Search code examples
windowsscalaapache-sparkrdd

unable to save rdd on local filesystem on windows 10


I have a scala/spark program that is used to validate xmls file in an input directory and then writes the report to another input parameter (local filesystem path to write report to).

As per the requirements from stakeholders this program is to run on local machines hence I am using spark in local mode. Till now things were fine, i was using the code below to save my report to a file

dataframe.repartition(1)
    .write
    .option("header", "true")
    .mode("overwrite")
    .csv(reportPath)

However this required winutils to be installed/configured on the machines running my program.

Given we use cloudera updates very often, there was an overhead of changing winutils after evry update as we would be updating the jars to the latest version in our pom file.
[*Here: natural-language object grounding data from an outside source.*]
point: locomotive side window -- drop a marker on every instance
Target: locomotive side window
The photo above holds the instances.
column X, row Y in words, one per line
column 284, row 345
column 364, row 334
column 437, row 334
Hence, I have been asked to remove the dependency on winutils

On a quick google search and after coming across How to save Spark RDD to local filesystem I decided to change the above pice of code to

val outputRdd = dataframe.rdd
val count = outputRdd.count()
println("\nCount is: " + count + "\n")
println("\nOutput path is: " + reportPath + "\n")
outputRdd.coalesce(1).saveAsTextFile(reportPath)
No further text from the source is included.